Now that there are more allergens in my arsenal, it’s not quite as simple. But what is reasonably simple is learning to adapt recipes at home. I like that stir fry is an excellent way to incorporate a lot of vegetables into one dish, with meat as a flavoring rather than the focus — and you can make a vegan version by either substituting tofu or seitan for the meat. This marinade should work well for either, but I have not tried it since I can’t eat either anymore.
Year of the Snake Stir Fry
- 1 teaspoon toasted sesame oil
- 1 1/4 teaspoon crushed garlic (2-3 cloves)
- 1 Tablespoon, rounded, crushed or grated ginger
- 2 Tablespoons gluten-free tamari (soy sauce)

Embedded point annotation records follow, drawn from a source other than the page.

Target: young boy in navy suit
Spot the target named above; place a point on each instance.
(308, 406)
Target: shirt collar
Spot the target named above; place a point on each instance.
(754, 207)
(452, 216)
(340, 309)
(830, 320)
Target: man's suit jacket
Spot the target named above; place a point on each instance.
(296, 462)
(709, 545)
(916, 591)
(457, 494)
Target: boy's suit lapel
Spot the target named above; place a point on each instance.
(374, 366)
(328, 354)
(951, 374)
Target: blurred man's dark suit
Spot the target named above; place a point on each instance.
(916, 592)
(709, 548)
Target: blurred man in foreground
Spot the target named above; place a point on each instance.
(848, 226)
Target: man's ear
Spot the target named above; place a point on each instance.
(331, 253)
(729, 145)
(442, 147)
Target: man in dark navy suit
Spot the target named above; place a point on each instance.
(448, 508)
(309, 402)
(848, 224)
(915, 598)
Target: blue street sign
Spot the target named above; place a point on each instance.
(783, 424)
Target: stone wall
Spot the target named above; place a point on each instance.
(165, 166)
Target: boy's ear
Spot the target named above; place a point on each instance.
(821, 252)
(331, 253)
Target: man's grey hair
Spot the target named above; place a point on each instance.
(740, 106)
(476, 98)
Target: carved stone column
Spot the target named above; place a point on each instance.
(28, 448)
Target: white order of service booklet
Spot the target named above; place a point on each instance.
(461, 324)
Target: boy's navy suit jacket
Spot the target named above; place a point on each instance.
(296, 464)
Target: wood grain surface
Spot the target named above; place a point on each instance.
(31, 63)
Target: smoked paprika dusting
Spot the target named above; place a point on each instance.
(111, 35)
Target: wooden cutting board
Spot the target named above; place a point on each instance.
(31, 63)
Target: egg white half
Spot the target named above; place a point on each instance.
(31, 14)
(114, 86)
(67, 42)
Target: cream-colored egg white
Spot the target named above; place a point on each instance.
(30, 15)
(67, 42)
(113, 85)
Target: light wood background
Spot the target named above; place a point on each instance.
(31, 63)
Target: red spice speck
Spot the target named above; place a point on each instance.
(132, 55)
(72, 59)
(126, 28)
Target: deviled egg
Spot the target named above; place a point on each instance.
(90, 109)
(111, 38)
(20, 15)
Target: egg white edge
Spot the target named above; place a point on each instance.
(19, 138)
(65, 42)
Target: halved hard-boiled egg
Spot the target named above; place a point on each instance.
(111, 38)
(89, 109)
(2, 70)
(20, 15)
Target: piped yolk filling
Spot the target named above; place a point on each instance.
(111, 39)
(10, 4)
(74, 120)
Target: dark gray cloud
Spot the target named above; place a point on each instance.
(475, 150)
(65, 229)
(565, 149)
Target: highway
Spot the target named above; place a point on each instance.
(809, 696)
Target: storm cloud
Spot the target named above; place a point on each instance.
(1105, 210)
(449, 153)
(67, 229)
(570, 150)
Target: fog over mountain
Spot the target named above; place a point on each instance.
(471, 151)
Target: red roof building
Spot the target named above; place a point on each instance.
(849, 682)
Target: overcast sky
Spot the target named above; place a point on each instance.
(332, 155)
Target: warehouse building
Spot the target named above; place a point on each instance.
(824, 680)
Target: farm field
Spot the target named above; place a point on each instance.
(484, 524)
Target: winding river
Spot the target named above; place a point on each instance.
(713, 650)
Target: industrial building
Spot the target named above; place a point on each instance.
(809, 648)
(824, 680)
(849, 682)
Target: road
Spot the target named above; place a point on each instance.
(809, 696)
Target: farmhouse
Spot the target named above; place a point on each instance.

- 3 Tablespoons rice wine vinegar
- 4 Tablespoons mirin (Japanese cooking wine) or dry cooking sherry
- 1/2 to 3/4 of a pound of thin cut pork sirloin, cut into bite-sized chunks
- 1 cup thinly sliced onions.
Get rice cooking. I can’t give you a recipe or time — read your package or your rice cooker directions. I am generally hopeless at cooking rice. My Chinese ancestors would be less than best pleased.
Stir fry with
- 1/4 cup yellow bell pepper, sliced thin
- 1 cup celery, chopped
- 1 cup broccoli florets
- 1 cup of sugar snap peas, whole
- 1 cup of mushroom pieces, broken instead of sliced
- 1/4 cup of celery leaves, chopped
This makes a lot of stir fry. I tend to stir fry the ingredients in rounds, each ingredient separately — meat first, and then through the veggies. Strain the marinade out — you want to fry the meat, not boil it — and discard. Stir fry until cooked through, and then remove from pan. Cook the peppers. Remove. I stir fry in canola oil, and use it sparingly adding a tiny bit with each ingredient.
When all your food is cooked, dump it all back in the wok, turn the burner off, and give it a few minutes to meld.
Serve over rice. Or, you know, dump some rice in to flavor meld, too.